Now before we get started (and in case you don’t feel like navigating all those links) here’s the actual video:
The 700 Club has addressed the statement and some of the comments that followed. On the outset, let me say that I didn’t hear Pat Robertson say quite what it seems everyone else seems to think he said. The general consensus seems to be that Robertson is condoning divorce in the face of Alzheimer’s as long as the person pursuing divorce takes care to see to it that the spouse suffering from Alzheimer’s is cared for. What I heard Pat Robertson say was, if you’re going to cheat on your spouse then it’s best to get a divorce. The problem, of course, if that this particular situation is all wrapped up in the horror of Alzheimer’s.
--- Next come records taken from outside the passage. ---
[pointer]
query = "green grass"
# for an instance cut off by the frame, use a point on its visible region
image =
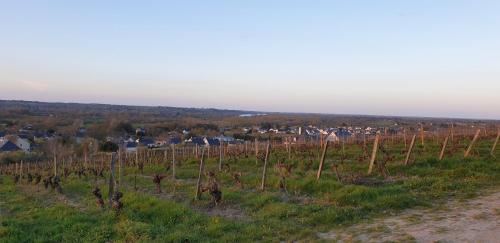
(32, 214)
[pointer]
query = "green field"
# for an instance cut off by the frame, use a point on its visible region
(31, 213)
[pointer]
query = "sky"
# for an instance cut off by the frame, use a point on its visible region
(408, 58)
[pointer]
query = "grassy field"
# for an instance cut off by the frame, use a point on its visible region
(30, 213)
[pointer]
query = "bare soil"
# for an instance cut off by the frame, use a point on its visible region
(476, 220)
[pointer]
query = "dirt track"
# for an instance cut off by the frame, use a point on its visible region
(476, 220)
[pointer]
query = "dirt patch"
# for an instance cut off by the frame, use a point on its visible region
(226, 212)
(476, 220)
(50, 196)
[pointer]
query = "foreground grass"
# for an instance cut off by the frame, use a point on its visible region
(32, 214)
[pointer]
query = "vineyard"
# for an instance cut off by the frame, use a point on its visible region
(254, 191)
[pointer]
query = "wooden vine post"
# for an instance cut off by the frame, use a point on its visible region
(220, 154)
(492, 152)
(322, 161)
(256, 151)
(264, 171)
(422, 135)
(404, 138)
(469, 149)
(200, 173)
(173, 161)
(443, 149)
(55, 163)
(374, 153)
(408, 154)
(112, 181)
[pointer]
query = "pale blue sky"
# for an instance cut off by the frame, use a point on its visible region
(417, 58)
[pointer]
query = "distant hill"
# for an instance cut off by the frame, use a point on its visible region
(35, 108)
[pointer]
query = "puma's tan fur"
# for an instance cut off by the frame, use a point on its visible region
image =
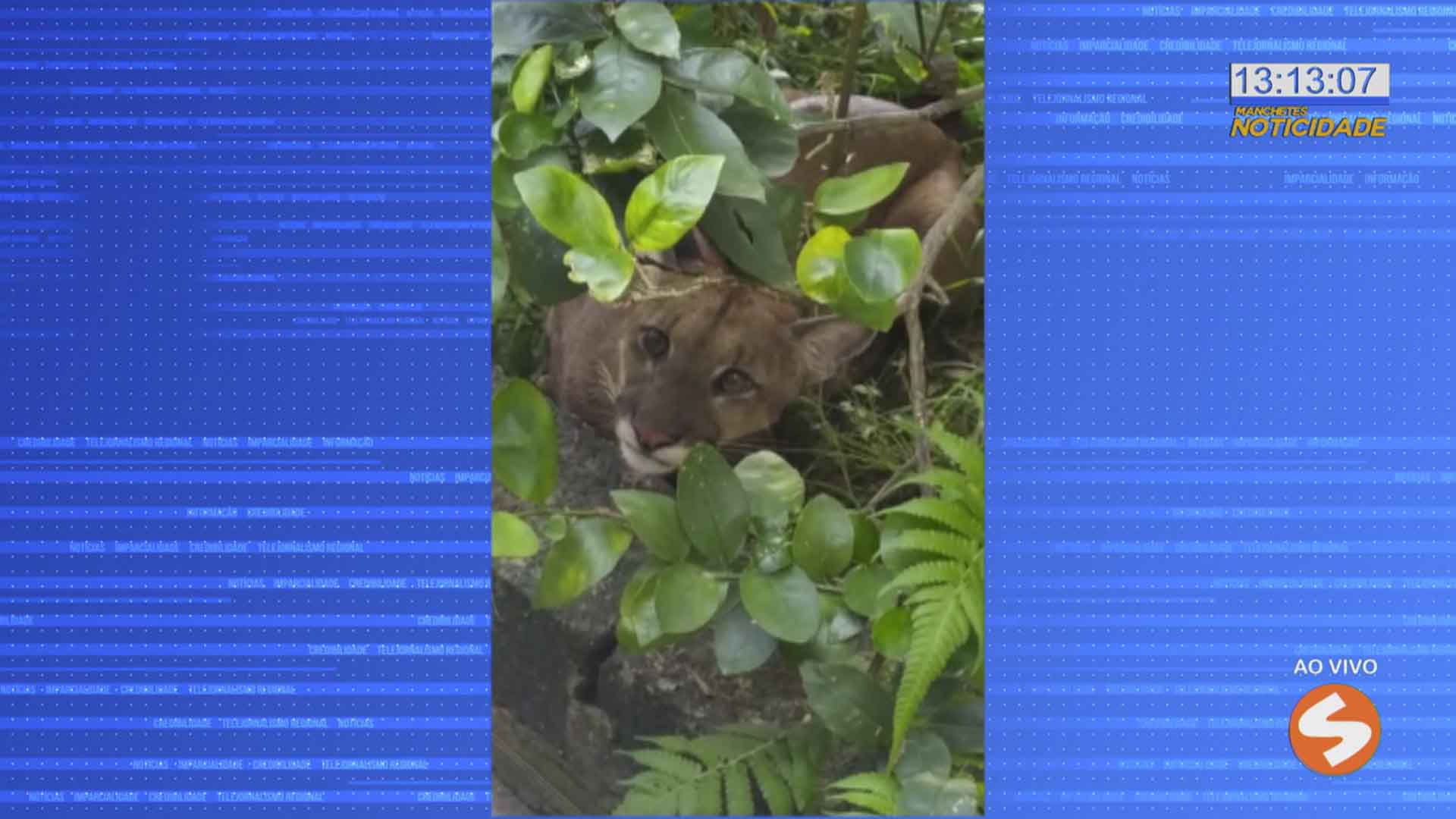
(691, 359)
The problem I have, however, is not that Robertson did or did not condone the man’s actions or the possibility of pursuing divorce. The real issue, for me, is that, as a man of influence and position, Robertson didn’t say to the man “you’re wrong in what you’re doing. Marriage is a commitment forever. You made a vow to your wife to be with her in sickness and in health, and whatever your attitude toward God is, you are absolutely NOT justified in cheating on your wife, much less in getting a divorce form her in this situation.” Gone is the voice of correction from pastors, and that is, in my opinion, a failing on the part of the Church.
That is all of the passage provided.